Conservative activist, James O’Keefe, gathered undercover footage of two corporate distributors handing out free cell phones to low-income citizens who pledge to sell the phones for drug money, to pay bills and to make extra spending cash.
Dubbed the “Obama phone” the free cell phones are part of the Federal Communications Commission’s “Lifeline” program, which was started in 1984. Paid for by the FCC’s Universal Service Fund, the program is “a government benefit program that provides discounts on monthly telephone service for eligible low-income consumers to help ensure they have the opportunities and security that telephone service affords, including being able to connect to jobs, family and 911 services.”
Rules of the program say there can only be one phone per household and that the phone cannot be sold after it is given to the recipient.

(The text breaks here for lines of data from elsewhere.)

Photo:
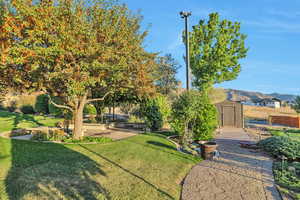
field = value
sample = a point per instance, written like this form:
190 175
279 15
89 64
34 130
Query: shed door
229 116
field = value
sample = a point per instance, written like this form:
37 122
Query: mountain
241 95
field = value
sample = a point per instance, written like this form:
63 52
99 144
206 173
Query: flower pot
208 149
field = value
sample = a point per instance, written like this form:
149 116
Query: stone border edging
54 142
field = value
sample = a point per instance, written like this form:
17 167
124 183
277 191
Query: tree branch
99 99
57 105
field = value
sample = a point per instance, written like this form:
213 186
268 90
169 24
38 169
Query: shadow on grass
19 118
51 171
128 171
161 147
159 144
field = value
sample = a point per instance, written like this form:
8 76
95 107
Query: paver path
238 174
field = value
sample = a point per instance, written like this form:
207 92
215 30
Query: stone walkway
239 174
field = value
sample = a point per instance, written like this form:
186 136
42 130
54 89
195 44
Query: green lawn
9 121
140 167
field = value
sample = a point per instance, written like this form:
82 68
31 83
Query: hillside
258 112
240 95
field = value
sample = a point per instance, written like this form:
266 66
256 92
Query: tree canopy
296 106
71 49
216 46
167 68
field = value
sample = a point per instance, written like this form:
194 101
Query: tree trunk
78 118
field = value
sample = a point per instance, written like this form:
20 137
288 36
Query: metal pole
185 15
187 44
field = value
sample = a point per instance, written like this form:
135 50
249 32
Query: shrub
88 139
24 100
41 105
27 109
18 132
58 112
40 136
206 121
282 145
150 110
49 135
12 106
92 119
59 124
89 109
193 117
135 119
164 107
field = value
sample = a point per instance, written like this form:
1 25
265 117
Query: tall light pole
185 16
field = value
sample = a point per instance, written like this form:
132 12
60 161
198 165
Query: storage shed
230 114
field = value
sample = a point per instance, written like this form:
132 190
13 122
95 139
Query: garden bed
286 149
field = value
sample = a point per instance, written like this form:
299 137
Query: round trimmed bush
27 109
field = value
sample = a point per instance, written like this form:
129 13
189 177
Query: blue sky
272 26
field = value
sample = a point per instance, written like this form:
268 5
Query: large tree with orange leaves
72 49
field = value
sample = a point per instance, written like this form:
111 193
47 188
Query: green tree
216 46
296 106
41 104
69 48
193 117
166 71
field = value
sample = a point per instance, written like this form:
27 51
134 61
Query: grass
141 167
288 181
9 121
289 132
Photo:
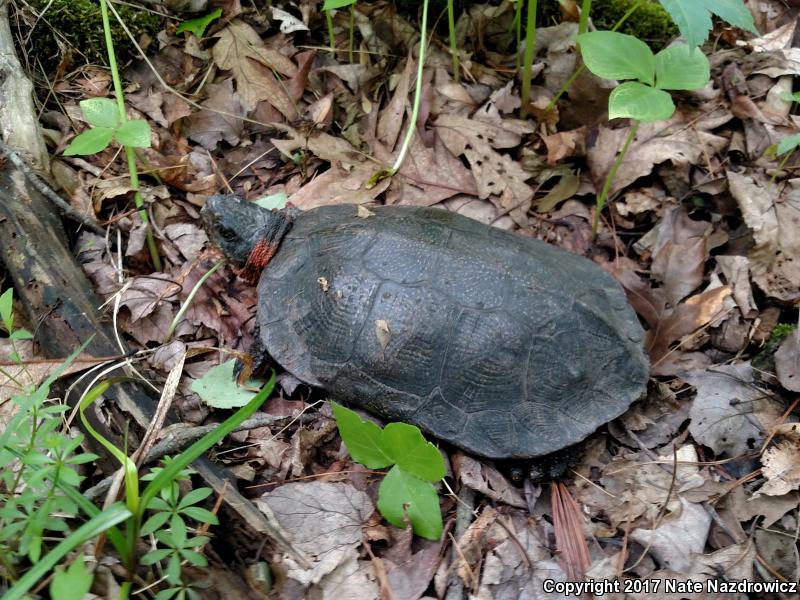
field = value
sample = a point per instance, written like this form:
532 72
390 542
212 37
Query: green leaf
362 438
402 493
6 309
167 475
134 133
332 4
100 112
218 387
110 516
72 584
788 143
636 101
613 55
412 452
198 26
681 67
90 141
693 17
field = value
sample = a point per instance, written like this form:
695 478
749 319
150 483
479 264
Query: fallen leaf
787 362
496 175
323 521
679 253
674 140
220 118
678 538
241 50
487 480
734 563
776 229
730 414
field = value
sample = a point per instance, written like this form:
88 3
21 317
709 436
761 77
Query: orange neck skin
260 255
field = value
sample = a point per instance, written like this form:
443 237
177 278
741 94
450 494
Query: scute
502 345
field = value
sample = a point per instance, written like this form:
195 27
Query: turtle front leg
258 359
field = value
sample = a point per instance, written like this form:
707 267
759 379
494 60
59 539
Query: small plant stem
530 47
329 19
581 67
583 21
412 125
352 27
601 199
518 27
129 152
188 302
451 24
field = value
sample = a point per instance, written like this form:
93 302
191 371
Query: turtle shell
500 344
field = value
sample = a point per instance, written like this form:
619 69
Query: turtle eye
227 234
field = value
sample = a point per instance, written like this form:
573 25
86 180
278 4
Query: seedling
406 491
614 55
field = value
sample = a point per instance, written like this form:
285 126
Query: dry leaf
495 174
724 409
240 50
655 143
774 262
678 537
787 362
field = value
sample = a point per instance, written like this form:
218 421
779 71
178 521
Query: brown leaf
428 175
209 126
730 414
495 174
678 537
781 467
655 143
680 253
487 480
774 262
787 362
565 144
337 186
686 318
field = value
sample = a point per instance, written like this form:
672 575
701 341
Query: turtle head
247 234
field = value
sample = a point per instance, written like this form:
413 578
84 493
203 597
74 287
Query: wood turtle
503 345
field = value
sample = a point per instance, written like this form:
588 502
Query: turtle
500 344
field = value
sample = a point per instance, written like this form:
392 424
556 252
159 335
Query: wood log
63 309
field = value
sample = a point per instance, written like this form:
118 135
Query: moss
650 23
79 25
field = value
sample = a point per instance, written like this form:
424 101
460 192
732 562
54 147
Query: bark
59 300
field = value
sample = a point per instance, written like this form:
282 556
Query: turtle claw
254 362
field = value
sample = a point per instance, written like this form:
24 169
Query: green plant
169 508
401 155
530 47
327 7
39 484
406 491
693 18
60 28
614 55
198 26
108 126
161 497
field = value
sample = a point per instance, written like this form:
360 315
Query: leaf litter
698 480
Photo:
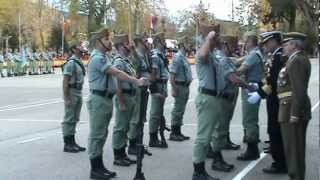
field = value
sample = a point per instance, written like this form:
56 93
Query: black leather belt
185 84
130 92
76 86
161 81
102 93
215 93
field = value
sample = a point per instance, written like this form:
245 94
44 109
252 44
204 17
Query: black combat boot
154 141
76 145
125 156
182 135
230 145
68 145
200 172
219 164
119 159
132 149
174 135
97 171
251 153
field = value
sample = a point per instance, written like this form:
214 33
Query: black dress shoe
121 162
275 169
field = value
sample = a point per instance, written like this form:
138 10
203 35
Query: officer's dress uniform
182 71
72 110
123 118
1 64
142 66
100 106
294 111
269 91
157 102
250 112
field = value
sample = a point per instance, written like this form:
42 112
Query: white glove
254 97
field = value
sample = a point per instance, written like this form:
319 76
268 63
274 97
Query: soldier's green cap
158 36
101 33
266 36
120 38
204 29
294 36
139 37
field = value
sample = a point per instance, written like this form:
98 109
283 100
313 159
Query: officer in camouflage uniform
180 78
1 63
272 43
142 63
295 106
253 70
73 76
101 74
158 88
125 102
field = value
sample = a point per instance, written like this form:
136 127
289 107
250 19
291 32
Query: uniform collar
277 50
293 55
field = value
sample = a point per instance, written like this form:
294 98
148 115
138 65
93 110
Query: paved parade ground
31 110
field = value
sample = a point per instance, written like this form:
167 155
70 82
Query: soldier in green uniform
101 74
253 70
295 106
32 63
10 63
124 102
180 78
210 103
17 63
141 61
1 63
158 88
73 76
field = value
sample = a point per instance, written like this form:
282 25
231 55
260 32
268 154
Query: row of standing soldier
219 79
15 63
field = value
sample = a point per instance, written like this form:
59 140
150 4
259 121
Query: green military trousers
122 121
72 112
250 119
1 68
209 113
32 67
294 142
156 112
100 113
141 104
180 102
10 67
221 131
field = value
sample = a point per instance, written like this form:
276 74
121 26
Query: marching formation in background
122 74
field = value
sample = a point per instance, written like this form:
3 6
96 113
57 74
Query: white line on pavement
30 140
315 106
246 170
251 165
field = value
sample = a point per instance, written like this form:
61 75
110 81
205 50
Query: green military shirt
142 64
162 72
224 68
206 72
74 70
255 63
181 68
126 66
98 79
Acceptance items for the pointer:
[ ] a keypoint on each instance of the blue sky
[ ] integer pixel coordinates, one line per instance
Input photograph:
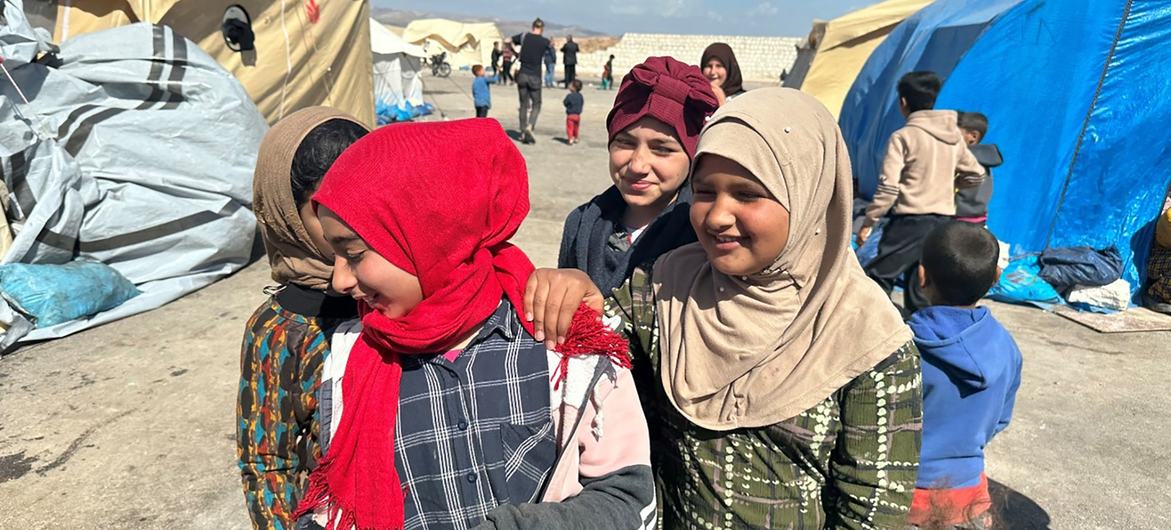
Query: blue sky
(783, 18)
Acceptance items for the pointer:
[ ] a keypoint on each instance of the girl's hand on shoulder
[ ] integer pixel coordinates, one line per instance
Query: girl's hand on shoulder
(553, 296)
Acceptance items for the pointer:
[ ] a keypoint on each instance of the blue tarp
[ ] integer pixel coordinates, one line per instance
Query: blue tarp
(1077, 96)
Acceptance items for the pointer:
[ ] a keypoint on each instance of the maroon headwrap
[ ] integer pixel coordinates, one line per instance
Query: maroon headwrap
(665, 89)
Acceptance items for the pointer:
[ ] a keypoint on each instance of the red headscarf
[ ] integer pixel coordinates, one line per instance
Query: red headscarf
(673, 93)
(445, 219)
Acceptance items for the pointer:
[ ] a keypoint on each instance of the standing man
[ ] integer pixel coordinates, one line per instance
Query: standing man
(550, 64)
(569, 59)
(528, 81)
(495, 57)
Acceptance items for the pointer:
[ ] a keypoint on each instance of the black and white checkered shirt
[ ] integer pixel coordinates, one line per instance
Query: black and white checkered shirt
(477, 432)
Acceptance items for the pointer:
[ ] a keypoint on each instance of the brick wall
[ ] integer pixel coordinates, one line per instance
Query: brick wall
(761, 57)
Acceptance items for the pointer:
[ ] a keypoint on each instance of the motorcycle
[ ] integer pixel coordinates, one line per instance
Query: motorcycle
(439, 66)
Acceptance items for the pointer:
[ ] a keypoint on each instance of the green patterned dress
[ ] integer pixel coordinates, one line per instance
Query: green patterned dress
(849, 462)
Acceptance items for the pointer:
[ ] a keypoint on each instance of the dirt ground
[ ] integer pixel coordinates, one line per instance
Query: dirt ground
(131, 425)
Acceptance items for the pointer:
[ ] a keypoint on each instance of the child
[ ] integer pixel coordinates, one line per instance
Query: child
(782, 385)
(452, 414)
(925, 162)
(972, 202)
(971, 372)
(481, 96)
(506, 59)
(574, 105)
(287, 337)
(652, 135)
(608, 74)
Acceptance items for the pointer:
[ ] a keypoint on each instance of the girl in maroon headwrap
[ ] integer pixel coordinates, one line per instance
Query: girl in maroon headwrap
(654, 128)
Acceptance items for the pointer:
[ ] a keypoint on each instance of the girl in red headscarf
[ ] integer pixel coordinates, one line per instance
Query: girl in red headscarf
(453, 414)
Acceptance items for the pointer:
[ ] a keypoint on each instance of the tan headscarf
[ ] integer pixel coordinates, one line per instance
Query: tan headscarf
(292, 255)
(755, 350)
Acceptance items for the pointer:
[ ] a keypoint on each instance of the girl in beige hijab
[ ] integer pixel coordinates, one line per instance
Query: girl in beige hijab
(782, 386)
(287, 337)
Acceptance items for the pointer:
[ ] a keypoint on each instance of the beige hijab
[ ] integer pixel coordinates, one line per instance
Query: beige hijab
(755, 350)
(292, 255)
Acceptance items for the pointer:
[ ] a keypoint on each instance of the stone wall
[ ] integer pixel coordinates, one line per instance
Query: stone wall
(762, 59)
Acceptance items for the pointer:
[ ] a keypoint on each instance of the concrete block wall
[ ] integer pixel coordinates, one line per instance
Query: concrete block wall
(761, 57)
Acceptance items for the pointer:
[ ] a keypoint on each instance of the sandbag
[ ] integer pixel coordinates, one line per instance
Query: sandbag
(54, 294)
(1158, 274)
(1066, 268)
(1020, 283)
(1104, 298)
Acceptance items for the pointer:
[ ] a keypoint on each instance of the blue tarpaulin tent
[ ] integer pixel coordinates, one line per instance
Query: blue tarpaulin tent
(1079, 98)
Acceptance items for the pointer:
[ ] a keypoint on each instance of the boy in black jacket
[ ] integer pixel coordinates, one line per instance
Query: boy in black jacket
(574, 105)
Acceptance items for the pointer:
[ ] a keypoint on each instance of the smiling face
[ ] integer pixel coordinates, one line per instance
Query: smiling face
(741, 226)
(363, 274)
(648, 165)
(716, 71)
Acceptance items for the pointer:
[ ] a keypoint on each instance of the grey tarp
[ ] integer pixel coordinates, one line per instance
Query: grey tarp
(136, 150)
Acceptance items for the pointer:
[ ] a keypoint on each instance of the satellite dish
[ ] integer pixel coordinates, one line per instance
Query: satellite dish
(237, 28)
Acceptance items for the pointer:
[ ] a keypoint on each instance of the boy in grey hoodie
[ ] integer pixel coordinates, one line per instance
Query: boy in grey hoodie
(925, 162)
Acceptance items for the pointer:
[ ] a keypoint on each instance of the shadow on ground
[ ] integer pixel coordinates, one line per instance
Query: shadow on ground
(1013, 510)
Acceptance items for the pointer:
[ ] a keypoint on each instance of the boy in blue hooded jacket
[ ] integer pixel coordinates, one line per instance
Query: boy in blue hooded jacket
(971, 372)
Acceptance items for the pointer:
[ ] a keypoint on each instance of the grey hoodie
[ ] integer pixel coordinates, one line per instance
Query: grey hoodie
(925, 162)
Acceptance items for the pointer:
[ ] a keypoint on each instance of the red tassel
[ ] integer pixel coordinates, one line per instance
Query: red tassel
(313, 11)
(588, 336)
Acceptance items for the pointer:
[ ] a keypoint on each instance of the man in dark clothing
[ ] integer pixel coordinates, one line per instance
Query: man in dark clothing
(495, 57)
(550, 64)
(528, 81)
(569, 59)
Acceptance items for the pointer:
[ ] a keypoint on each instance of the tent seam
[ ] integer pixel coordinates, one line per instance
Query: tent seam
(1086, 122)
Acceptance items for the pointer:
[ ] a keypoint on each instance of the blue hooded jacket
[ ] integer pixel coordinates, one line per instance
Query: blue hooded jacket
(480, 94)
(971, 372)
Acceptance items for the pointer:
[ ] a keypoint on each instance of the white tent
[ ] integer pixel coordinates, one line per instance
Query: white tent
(465, 43)
(397, 67)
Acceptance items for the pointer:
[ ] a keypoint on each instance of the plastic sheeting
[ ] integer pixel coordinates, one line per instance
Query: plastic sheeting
(397, 69)
(135, 151)
(303, 56)
(1077, 98)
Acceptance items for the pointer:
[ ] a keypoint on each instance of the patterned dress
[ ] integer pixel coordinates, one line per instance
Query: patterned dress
(848, 462)
(285, 343)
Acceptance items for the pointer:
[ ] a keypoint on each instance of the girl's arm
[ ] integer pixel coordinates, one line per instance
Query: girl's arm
(618, 488)
(875, 462)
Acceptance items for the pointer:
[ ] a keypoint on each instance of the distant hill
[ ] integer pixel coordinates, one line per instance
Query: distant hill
(507, 27)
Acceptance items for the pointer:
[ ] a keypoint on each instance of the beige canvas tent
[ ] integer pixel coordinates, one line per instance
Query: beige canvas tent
(397, 67)
(465, 43)
(307, 53)
(844, 43)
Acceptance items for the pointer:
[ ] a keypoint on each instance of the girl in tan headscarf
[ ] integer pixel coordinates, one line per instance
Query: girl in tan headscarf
(287, 337)
(782, 385)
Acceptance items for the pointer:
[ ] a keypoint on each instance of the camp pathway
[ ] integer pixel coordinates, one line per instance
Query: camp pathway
(131, 425)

The Daily Mail reported an exclusive with O’Keefe’s investigative group, Project Veritas, which hopes to uncover corruption, waste and misconduct.
Project Veritas hired an actor to go into a StandUp Wireless store in Philadelphia and ask if he can sell the phone once it is given to him.
The worker responded: “Whatever you want to do with it.”
“Okay, so I can get some money for heroin,” the actor said.
“Hey, I don’t judge,” the worker said.
In another video, a female actor asks if she should write down on her application that she intends to sell the phone.
“Probably, like, plead the Fifth on it,” a worker told her and admitted, “it’s illegal.”
Another worker tells the undercover Veritas actor to take the phone to a pawn shop if she wants to know what it is worth. At the beginning the video posted below, a Stand Up Wireless worker says that the phones can be sold for $40. The actual value of a Stand Up Wireless phone is unclear.
Meanwhile, the public is footing the bill for the program. The FCC’s Universal Service Fund is made up of a Federal Universal Service charge tacked onto all phone bills, whether landline or wireless.
In 2012, the FCC reviewed the criteria and expense of Lifeline and agreed on a new set of standards. The FCC said reforms to the program should save the agency $2 billion by the end of 2014.
The report found 1.1 million duplicate subscriptions to the phone program, which has a one phone per household limit. An agency press release said that number made up more than 9 percent of the program’s enrollment.
“[I]n today’s era, with one-third of Americans having cut the cord to wireline phone service, it’s appropriate that Lifeline supports wireless service,” said an FCC spokesman to MailOnline, noting that "any waste, fraud, or abuse is unacceptable."